The lawyers tried again to tell the untellable story. These Nazis had killed 6,000,000 Jews. This was no report from a refugee agency. Here it was, right out of the Nazi files. The Gestapo's chief Jew catcher, Adolf Eichmann, said that 4,000,000 died in concentration camps and 2,000,000 were killed by extermination squads. Fat, brutal Hans Frank counted 3,500,000 Jews in western Poland in 1941, "perhaps 100,000" in 1944.

The spectators nodded. They knew; they had heard it before.

Perhaps only the icy winter wind that swept the bleak ruins of eastern Europe really understood—the wind that moaned through an emptiness where once people had turned up their coat-collars against the cold, young men who dreamed of great careers, young girls who dreamed of sons. There would be no careers and no sons now, for the girls and the boys were gone.

Busy Nalewki Street in Warsaw where the street vendors once hawked bajgels on sticks was empty, smashed flat. For the audiences that used to crowd the little Ruski Teatr in Riga there would be no more after-theatre suppers in the warm and friendly Café Schwarz. Wilno's Niemiecka and Tatarska Streets, once thronged by students of Talmudic learning, were empty. Gaon Street, named for Gaon Rabbi Elijah, the 18th-Century miracle-working rabbi of Wilno, was deserted.

The eternal poor of these cities, many of whom lived in great cavernous chambers in the dank and gloomy cellars, were dead. The fur-coated Jewish factory owners of Lodz, the Budapest lawyers, the Viennese physicians were dead. Throughout the countryside, through the 33 all-Jewish villages of the Crimea, through the many little Polish towns, like Brzeziny, which was 98% Jewish in 1939, no Jew was left alive.

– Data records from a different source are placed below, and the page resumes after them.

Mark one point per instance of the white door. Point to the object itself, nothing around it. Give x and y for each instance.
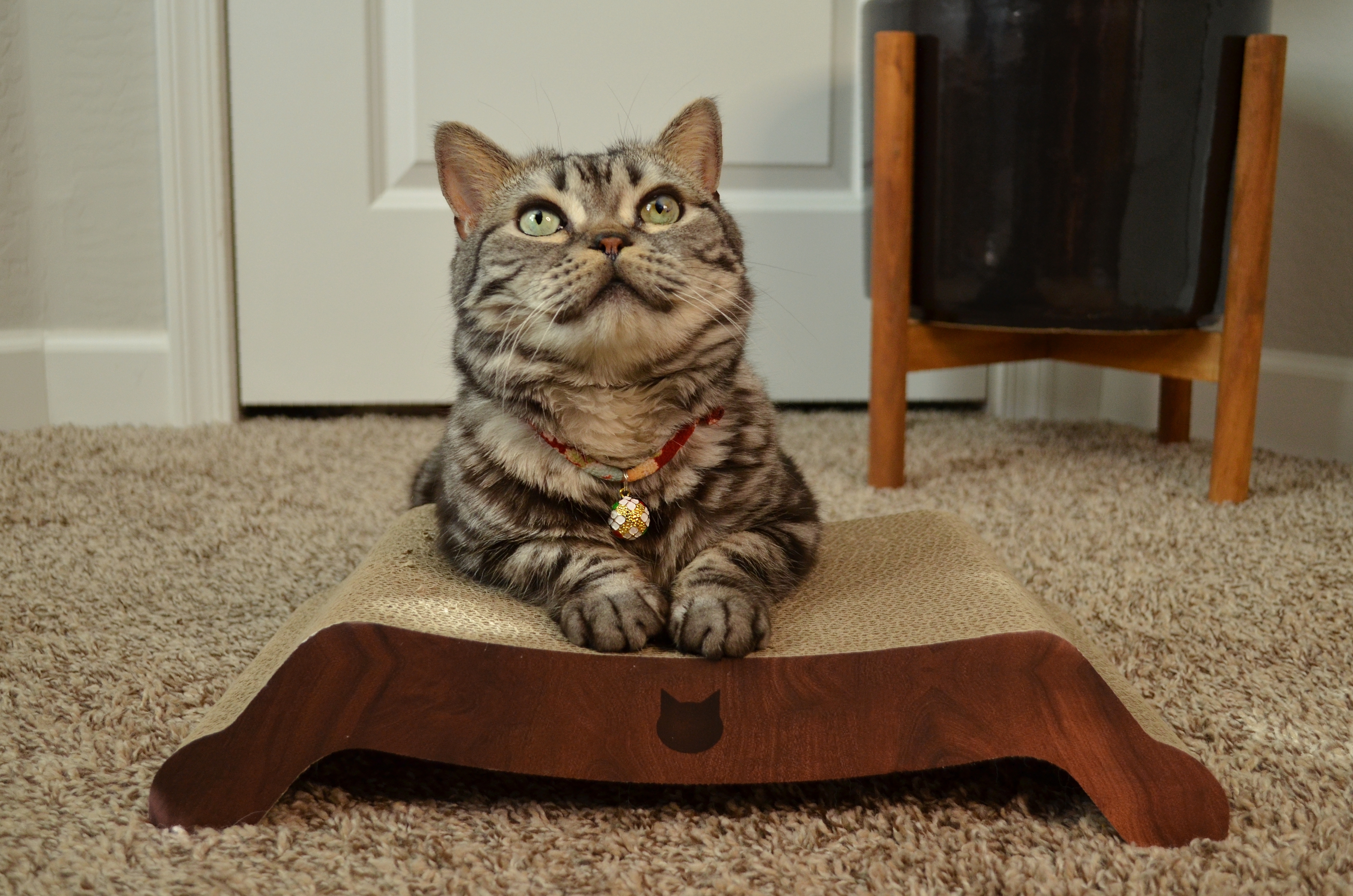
(343, 239)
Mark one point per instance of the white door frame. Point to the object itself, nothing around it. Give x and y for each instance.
(195, 195)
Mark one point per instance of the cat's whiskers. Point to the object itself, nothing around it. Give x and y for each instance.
(769, 296)
(746, 304)
(513, 340)
(696, 298)
(741, 304)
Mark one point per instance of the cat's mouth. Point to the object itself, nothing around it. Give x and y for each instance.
(618, 293)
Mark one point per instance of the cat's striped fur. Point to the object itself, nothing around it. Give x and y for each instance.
(612, 355)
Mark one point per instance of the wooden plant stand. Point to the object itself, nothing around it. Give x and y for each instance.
(1230, 358)
(910, 647)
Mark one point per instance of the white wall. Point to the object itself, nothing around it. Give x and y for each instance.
(82, 262)
(1306, 383)
(83, 293)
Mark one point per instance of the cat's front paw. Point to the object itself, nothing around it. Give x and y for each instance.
(612, 622)
(718, 623)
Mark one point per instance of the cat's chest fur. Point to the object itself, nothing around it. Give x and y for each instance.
(620, 427)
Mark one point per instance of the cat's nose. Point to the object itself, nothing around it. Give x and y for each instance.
(611, 244)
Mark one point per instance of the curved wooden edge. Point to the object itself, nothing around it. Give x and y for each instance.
(360, 685)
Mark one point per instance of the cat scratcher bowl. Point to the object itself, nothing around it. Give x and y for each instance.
(908, 647)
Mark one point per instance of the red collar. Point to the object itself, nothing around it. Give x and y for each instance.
(646, 469)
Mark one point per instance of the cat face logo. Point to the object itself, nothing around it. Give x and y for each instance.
(691, 727)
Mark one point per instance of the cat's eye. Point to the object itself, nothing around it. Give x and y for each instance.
(540, 223)
(661, 209)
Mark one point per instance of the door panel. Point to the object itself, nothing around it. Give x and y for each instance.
(343, 240)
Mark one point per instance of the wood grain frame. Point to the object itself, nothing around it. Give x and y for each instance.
(594, 717)
(1230, 358)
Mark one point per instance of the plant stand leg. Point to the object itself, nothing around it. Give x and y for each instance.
(1246, 272)
(891, 274)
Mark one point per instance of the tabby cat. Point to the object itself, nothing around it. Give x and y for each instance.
(601, 313)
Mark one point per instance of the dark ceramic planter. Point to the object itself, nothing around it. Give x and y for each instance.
(1073, 157)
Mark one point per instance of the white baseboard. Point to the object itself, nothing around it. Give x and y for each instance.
(1305, 404)
(23, 381)
(91, 378)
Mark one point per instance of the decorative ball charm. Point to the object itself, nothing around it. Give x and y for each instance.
(628, 517)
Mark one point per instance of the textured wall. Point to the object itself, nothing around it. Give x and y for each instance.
(1312, 281)
(80, 223)
(19, 302)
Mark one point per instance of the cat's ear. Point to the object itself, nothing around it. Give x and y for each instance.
(470, 168)
(695, 143)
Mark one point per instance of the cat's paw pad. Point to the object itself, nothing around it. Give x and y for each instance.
(611, 622)
(718, 624)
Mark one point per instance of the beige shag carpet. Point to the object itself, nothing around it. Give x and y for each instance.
(141, 569)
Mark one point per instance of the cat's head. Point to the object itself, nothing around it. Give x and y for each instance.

They died in the great gas chambers of the concentration camps, in the traveling gas vans that moved from village to village, in freight cars whose floors were sprinkled with skin-searing quicklime; and in the sewers, the last sanctuary of hundreds.

Even if they died in crowded suffocation, they died one by one, as individuals, alone. But the figures of the protracted massacre—six of every nine Jews in Europe—were ungraspable. One grisly comparison: allowing 120 pounds to the Jew, the Nazis butchered 720,000,000 pounds of meat and bone, 13 times the daily slaughter of the Chicago stockyards.

If the untellable crime could ever be told, Nürnberg's evidence, as clear and specific as last week's robbery, had told it. But its immense inhumanity made it almost immune to translation into human terms.

When the court received a document in which Hans Frank had urged his fellow Nazis to keep the slaughter secret, Frank dropped his air of moping repentance, threw back his head and laughed.